Project description:Background: Phylogenetic reconstruction is a necessary first step in many analyses which use whole genome sequence data from bacterial populations. There are many available methods to infer phylogenies, and these have various advantages and disadvantages, but few unbiased comparisons of the range of approaches have been made. Methods: We simulated data from a defined "true tree" using a realistic evolutionary model. We built phylogenies from this data using a range of methods, and compared reconstructed trees to the true tree using two measures, noting the computational time needed for different phylogenetic reconstructions. We also used real data from Streptococcus pneumoniae alignments to compare individual core gene trees to a core genome tree. Results: We found that, as expected, maximum likelihood trees from good quality alignments were the most accurate, but also the most computationally intensive.
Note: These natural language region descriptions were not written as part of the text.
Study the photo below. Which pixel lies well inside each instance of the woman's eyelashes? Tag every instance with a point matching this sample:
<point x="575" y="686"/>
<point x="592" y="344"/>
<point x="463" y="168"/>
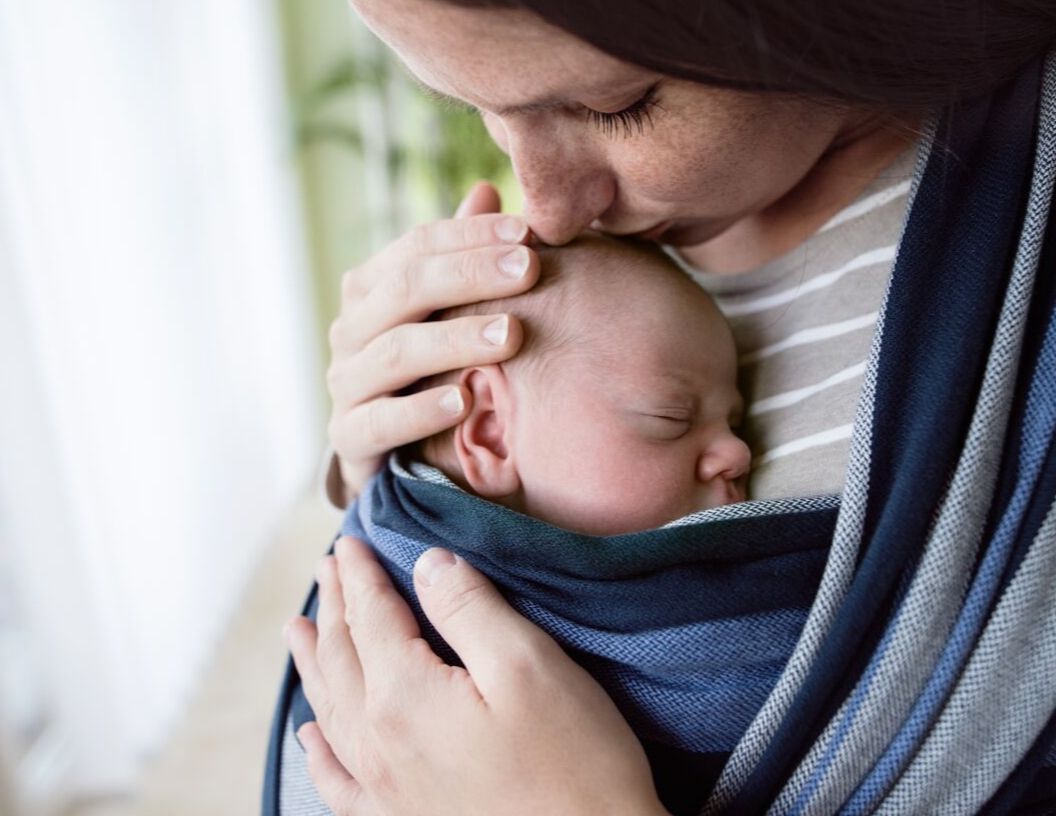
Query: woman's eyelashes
<point x="629" y="121"/>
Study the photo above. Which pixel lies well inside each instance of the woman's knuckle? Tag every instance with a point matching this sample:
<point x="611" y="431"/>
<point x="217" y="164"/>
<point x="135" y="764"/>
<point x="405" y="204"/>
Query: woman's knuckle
<point x="336" y="334"/>
<point x="351" y="288"/>
<point x="333" y="378"/>
<point x="399" y="284"/>
<point x="372" y="772"/>
<point x="375" y="427"/>
<point x="391" y="349"/>
<point x="465" y="271"/>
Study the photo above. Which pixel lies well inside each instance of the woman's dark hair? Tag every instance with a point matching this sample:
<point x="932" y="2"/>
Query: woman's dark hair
<point x="891" y="55"/>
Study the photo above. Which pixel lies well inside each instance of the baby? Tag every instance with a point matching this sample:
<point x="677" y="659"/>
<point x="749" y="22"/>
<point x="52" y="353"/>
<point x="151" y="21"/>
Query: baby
<point x="616" y="417"/>
<point x="618" y="413"/>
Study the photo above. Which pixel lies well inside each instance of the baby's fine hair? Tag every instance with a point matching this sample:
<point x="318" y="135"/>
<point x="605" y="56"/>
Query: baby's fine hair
<point x="567" y="273"/>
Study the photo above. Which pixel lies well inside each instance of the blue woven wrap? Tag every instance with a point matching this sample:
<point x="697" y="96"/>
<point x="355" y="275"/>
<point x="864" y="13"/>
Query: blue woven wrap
<point x="891" y="650"/>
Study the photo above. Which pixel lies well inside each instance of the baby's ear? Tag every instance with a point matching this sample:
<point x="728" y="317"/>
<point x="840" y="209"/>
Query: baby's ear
<point x="483" y="439"/>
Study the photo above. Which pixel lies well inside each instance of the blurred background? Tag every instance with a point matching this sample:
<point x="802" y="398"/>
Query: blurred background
<point x="182" y="185"/>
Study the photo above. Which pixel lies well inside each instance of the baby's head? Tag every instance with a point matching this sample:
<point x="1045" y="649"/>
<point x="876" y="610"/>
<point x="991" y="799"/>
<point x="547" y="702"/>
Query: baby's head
<point x="616" y="415"/>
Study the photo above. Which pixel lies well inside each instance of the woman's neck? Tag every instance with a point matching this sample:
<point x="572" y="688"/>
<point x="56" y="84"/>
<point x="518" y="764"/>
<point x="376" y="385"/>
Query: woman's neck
<point x="851" y="163"/>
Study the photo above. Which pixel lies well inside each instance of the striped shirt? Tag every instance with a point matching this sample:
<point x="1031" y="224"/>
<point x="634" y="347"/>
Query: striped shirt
<point x="804" y="326"/>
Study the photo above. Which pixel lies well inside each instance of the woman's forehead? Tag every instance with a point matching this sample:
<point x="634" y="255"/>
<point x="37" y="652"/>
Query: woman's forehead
<point x="503" y="61"/>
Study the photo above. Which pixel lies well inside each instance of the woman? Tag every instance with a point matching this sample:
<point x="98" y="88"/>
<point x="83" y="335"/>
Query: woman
<point x="739" y="134"/>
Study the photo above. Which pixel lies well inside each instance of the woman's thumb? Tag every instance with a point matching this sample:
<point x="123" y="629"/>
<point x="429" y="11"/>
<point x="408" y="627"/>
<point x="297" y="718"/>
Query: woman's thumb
<point x="471" y="615"/>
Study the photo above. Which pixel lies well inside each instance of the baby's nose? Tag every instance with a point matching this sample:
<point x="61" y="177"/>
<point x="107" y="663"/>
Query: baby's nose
<point x="728" y="457"/>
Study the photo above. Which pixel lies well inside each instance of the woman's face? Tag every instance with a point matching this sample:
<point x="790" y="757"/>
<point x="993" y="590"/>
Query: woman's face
<point x="599" y="143"/>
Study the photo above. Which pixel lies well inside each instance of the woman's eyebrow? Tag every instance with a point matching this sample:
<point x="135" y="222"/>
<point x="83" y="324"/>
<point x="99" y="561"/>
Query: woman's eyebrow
<point x="533" y="107"/>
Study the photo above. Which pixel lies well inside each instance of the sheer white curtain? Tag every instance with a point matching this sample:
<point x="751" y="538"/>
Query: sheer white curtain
<point x="158" y="397"/>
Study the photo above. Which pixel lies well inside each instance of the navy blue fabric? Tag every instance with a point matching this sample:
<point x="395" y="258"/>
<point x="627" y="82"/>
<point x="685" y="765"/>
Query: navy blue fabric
<point x="947" y="287"/>
<point x="689" y="672"/>
<point x="737" y="596"/>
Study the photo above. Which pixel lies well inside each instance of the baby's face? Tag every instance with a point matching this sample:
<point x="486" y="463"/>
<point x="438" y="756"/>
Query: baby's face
<point x="633" y="437"/>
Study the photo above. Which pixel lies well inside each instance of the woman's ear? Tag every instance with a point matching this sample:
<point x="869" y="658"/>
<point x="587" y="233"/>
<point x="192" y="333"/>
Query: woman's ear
<point x="483" y="438"/>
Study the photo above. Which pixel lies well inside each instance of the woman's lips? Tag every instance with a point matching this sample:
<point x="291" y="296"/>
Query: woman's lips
<point x="653" y="233"/>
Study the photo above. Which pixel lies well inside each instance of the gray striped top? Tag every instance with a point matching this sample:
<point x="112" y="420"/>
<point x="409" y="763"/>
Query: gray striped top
<point x="804" y="325"/>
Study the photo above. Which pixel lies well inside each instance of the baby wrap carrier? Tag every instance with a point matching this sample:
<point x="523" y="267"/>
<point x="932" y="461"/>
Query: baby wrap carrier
<point x="889" y="651"/>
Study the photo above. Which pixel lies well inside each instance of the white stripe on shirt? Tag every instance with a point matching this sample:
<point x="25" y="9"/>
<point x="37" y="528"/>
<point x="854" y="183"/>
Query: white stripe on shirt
<point x="881" y="254"/>
<point x="807" y="336"/>
<point x="798" y="395"/>
<point x="866" y="205"/>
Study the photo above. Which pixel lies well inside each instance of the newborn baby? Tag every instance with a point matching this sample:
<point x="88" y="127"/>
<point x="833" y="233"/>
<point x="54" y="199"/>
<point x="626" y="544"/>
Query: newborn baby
<point x="616" y="417"/>
<point x="618" y="413"/>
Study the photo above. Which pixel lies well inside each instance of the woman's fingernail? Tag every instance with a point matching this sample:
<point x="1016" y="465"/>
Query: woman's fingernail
<point x="496" y="331"/>
<point x="451" y="402"/>
<point x="511" y="229"/>
<point x="514" y="264"/>
<point x="432" y="565"/>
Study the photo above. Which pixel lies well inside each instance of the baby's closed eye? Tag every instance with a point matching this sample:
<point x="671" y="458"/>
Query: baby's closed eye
<point x="665" y="425"/>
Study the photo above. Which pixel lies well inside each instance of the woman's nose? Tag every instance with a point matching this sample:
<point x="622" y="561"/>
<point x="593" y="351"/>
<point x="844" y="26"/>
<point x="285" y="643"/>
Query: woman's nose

Using less accurate phylogenetic reconstruction methods, we were able to obtain results of comparable accuracy; we found that approximate results can rapidly be obtained using genetic distance based methods. In real data we found that highly conserved core genes, such as those involved in translation, gave an inaccurate tree topology, whereas genes involved in recombination events gave inaccurate branch lengths. We also show a tree-of-trees, relating the results of different phylogenetic reconstructions to each other. Conclusions: We recommend three approaches, depending on requirements for accuracy and computational time. Quicker approaches that do not perform full maximum likelihood optimisation may be useful for many analyses requiring a phylogeny, as generating a high quality input alignment is likely to be the major limiting factor of accurate tree topology. We have publicly released our simulated data and code to enable further comparisons.